Mit seinem Namen verbinden viele erst einmal nicht unbedingt etwas. Mit seinem Gesicht sehr wohl: Uwe Steimle war eigenwilliger Ermittler im „Polizeiruf 110“ und ist genialer Imitator des früheren Staatsratsvorsitzenden Erich Honecker. Die ehemalige DDR und der Einfluss, den sie auf den heranwachsenden Uwe ausübte, das sind Steimles Themen.
Der Schauspieler und Kabarettist möchte Geschichten erzählen, Geschichten aus einem abgesetzten Staat und über seine Bewohner. Erinnerungen will er bewahren: liebevoll, phantasievoll, aber nie verklärend. Erinnerungen an sein Erwachsenwerden und all die kleinen und großen Wunder, die er damit verbindet. Jeder sollte einen Traum haben, meint der Sachse. Und deshalb hat Uwe Steimle das Buch „Meine Oma, Marx und Jesus Christus – Aus dem Leben eines Ostalgikers“ geschrieben: damit Deutschland niemals ein Volk ohne Traum wird.
MDR FIGARO lässt den Autor Uwe Steimle nun in einem gleichnamigen Essay „aus dem Leben eines Ostalgikers“ erzählen.
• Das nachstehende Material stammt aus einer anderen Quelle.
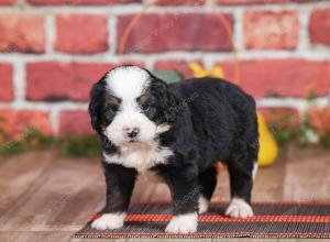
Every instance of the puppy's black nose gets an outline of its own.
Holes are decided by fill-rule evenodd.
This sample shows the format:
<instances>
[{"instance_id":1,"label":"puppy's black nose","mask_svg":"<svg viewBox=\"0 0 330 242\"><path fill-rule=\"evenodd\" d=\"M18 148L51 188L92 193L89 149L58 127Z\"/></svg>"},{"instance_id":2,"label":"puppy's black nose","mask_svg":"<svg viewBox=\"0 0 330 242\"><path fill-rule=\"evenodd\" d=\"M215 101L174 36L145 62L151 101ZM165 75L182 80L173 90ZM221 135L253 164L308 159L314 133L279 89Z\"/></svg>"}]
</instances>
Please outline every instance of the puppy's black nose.
<instances>
[{"instance_id":1,"label":"puppy's black nose","mask_svg":"<svg viewBox=\"0 0 330 242\"><path fill-rule=\"evenodd\" d=\"M125 132L128 136L132 139L139 134L140 130L138 128L132 128L132 129L127 129Z\"/></svg>"}]
</instances>

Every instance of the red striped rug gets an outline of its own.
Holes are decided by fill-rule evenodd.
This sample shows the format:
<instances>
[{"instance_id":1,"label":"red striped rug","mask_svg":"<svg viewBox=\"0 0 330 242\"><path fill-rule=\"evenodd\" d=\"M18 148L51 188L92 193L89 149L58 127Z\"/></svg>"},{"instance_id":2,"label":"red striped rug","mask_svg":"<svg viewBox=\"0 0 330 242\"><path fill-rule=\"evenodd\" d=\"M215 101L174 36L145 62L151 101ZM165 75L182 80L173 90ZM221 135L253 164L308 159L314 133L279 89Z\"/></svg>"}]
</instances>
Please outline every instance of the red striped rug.
<instances>
[{"instance_id":1,"label":"red striped rug","mask_svg":"<svg viewBox=\"0 0 330 242\"><path fill-rule=\"evenodd\" d=\"M75 238L330 238L330 204L255 202L255 216L248 219L224 217L227 202L212 202L199 216L198 231L189 234L165 233L170 220L166 202L133 202L125 224L117 230L95 230L92 220Z\"/></svg>"}]
</instances>

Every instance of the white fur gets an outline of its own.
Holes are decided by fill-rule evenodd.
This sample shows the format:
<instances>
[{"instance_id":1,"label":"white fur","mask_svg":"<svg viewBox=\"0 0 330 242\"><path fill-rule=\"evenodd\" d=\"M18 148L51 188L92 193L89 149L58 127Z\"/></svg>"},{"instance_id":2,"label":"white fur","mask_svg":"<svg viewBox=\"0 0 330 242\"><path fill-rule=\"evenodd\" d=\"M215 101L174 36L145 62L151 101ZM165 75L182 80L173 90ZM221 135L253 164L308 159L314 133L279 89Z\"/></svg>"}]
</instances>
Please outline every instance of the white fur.
<instances>
[{"instance_id":1,"label":"white fur","mask_svg":"<svg viewBox=\"0 0 330 242\"><path fill-rule=\"evenodd\" d=\"M197 231L197 213L175 216L165 229L167 233L194 233Z\"/></svg>"},{"instance_id":2,"label":"white fur","mask_svg":"<svg viewBox=\"0 0 330 242\"><path fill-rule=\"evenodd\" d=\"M136 66L118 67L108 73L107 88L121 99L120 110L113 121L105 130L105 134L116 145L130 142L124 130L138 128L140 130L138 141L152 141L157 127L142 112L136 101L150 85L150 75Z\"/></svg>"},{"instance_id":3,"label":"white fur","mask_svg":"<svg viewBox=\"0 0 330 242\"><path fill-rule=\"evenodd\" d=\"M255 179L256 173L257 173L257 162L254 162L253 170L252 170L253 180Z\"/></svg>"},{"instance_id":4,"label":"white fur","mask_svg":"<svg viewBox=\"0 0 330 242\"><path fill-rule=\"evenodd\" d=\"M105 129L105 135L120 147L120 155L103 153L107 163L121 164L143 172L167 162L173 155L169 148L160 147L154 139L157 134L166 132L169 125L166 123L156 125L142 113L136 101L148 85L150 75L136 66L114 68L108 74L107 86L121 99L121 103L112 122ZM133 128L138 128L140 132L132 143L124 130Z\"/></svg>"},{"instance_id":5,"label":"white fur","mask_svg":"<svg viewBox=\"0 0 330 242\"><path fill-rule=\"evenodd\" d=\"M208 210L208 208L209 208L209 200L200 195L198 199L198 212L204 213Z\"/></svg>"},{"instance_id":6,"label":"white fur","mask_svg":"<svg viewBox=\"0 0 330 242\"><path fill-rule=\"evenodd\" d=\"M105 213L91 223L91 228L97 230L114 230L123 227L125 212L122 213Z\"/></svg>"},{"instance_id":7,"label":"white fur","mask_svg":"<svg viewBox=\"0 0 330 242\"><path fill-rule=\"evenodd\" d=\"M150 82L150 75L138 66L123 66L107 75L107 84L118 98L128 102L139 98Z\"/></svg>"},{"instance_id":8,"label":"white fur","mask_svg":"<svg viewBox=\"0 0 330 242\"><path fill-rule=\"evenodd\" d=\"M138 134L139 142L152 141L157 131L157 127L154 122L146 118L140 111L122 111L118 112L113 121L105 130L105 134L109 140L118 145L130 144L130 138L125 135L124 129L138 128L140 130Z\"/></svg>"},{"instance_id":9,"label":"white fur","mask_svg":"<svg viewBox=\"0 0 330 242\"><path fill-rule=\"evenodd\" d=\"M163 177L158 176L155 172L146 169L143 173L141 173L141 176L148 182L152 183L164 183L165 180Z\"/></svg>"},{"instance_id":10,"label":"white fur","mask_svg":"<svg viewBox=\"0 0 330 242\"><path fill-rule=\"evenodd\" d=\"M120 155L108 155L103 153L107 163L120 164L125 167L144 172L156 164L164 164L173 152L167 147L158 147L156 142L132 143L120 147Z\"/></svg>"},{"instance_id":11,"label":"white fur","mask_svg":"<svg viewBox=\"0 0 330 242\"><path fill-rule=\"evenodd\" d=\"M253 216L252 208L241 198L233 198L226 210L226 215L231 218L242 218Z\"/></svg>"}]
</instances>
Die Erstsendung der aktuellen MDR-Produktion ist am 9. Juni, 19.05 Uhr. MDR FIGARO gratuliert Steimle damit zum 50. Geburtstag.
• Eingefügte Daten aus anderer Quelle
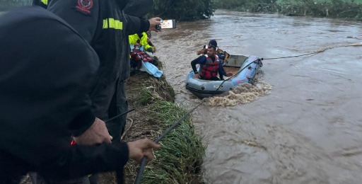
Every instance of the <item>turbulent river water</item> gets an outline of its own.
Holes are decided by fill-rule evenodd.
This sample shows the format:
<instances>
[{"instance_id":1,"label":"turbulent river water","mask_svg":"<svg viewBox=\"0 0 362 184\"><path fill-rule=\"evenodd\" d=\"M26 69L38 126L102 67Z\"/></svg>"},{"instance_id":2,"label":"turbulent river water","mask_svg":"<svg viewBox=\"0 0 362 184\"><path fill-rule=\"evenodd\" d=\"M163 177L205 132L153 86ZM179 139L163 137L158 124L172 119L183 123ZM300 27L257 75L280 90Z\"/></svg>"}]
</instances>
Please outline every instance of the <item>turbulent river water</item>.
<instances>
[{"instance_id":1,"label":"turbulent river water","mask_svg":"<svg viewBox=\"0 0 362 184\"><path fill-rule=\"evenodd\" d=\"M245 87L254 93L237 92L248 100L209 99L193 113L207 145L206 183L362 182L362 47L350 46L361 44L361 23L217 11L153 33L177 103L189 109L200 100L185 89L186 75L210 39L264 58L324 51L264 60L256 84Z\"/></svg>"}]
</instances>

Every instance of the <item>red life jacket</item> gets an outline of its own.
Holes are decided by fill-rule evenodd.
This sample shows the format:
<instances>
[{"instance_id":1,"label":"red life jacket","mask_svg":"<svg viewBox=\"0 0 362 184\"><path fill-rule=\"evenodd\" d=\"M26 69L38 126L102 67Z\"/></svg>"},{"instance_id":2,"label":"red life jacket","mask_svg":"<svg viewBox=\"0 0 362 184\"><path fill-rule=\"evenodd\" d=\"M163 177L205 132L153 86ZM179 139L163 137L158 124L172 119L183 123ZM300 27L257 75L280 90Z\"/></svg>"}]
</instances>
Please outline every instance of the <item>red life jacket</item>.
<instances>
[{"instance_id":1,"label":"red life jacket","mask_svg":"<svg viewBox=\"0 0 362 184\"><path fill-rule=\"evenodd\" d=\"M203 64L201 68L200 76L205 79L210 79L211 76L218 76L218 57L215 54L215 62L212 62L212 59L209 56L206 56L206 64Z\"/></svg>"}]
</instances>

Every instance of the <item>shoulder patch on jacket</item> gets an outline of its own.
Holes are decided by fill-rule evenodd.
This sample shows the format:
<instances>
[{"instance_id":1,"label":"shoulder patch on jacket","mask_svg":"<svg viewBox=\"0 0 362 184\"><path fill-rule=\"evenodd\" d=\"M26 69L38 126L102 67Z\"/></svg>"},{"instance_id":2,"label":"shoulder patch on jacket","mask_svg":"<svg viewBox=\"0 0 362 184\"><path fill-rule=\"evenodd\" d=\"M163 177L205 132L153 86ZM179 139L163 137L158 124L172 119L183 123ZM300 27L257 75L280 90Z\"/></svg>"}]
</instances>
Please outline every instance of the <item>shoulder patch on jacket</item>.
<instances>
[{"instance_id":1,"label":"shoulder patch on jacket","mask_svg":"<svg viewBox=\"0 0 362 184\"><path fill-rule=\"evenodd\" d=\"M93 0L78 0L76 9L85 14L90 14L90 8L93 6Z\"/></svg>"}]
</instances>

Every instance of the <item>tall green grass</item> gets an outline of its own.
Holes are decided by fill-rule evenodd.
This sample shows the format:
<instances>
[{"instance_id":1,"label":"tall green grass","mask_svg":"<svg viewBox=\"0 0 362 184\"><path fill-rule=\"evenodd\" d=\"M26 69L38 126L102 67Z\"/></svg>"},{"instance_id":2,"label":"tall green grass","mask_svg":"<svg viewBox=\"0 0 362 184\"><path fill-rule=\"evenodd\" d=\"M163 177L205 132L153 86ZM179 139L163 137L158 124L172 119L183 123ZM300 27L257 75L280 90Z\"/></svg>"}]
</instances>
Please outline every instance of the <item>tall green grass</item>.
<instances>
[{"instance_id":1,"label":"tall green grass","mask_svg":"<svg viewBox=\"0 0 362 184\"><path fill-rule=\"evenodd\" d=\"M173 103L157 101L150 107L150 113L160 122L161 134L186 113L186 110ZM142 183L199 183L201 166L206 147L195 134L187 117L160 142L162 148L155 151L157 158L146 168Z\"/></svg>"}]
</instances>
Uwe Steimle ist Schauspieler und Kabarettist. Er wuchs in Dresden auf und besuchte später die Theaterhochschule Hans Otto in Leipzig. Neben seinen Solo-Auftritten als Kabarettist war Steimle auch schon in zahlreichen TV- und Kinoproduktion zu sehen, zuletzt in „Sushi in Suhl“.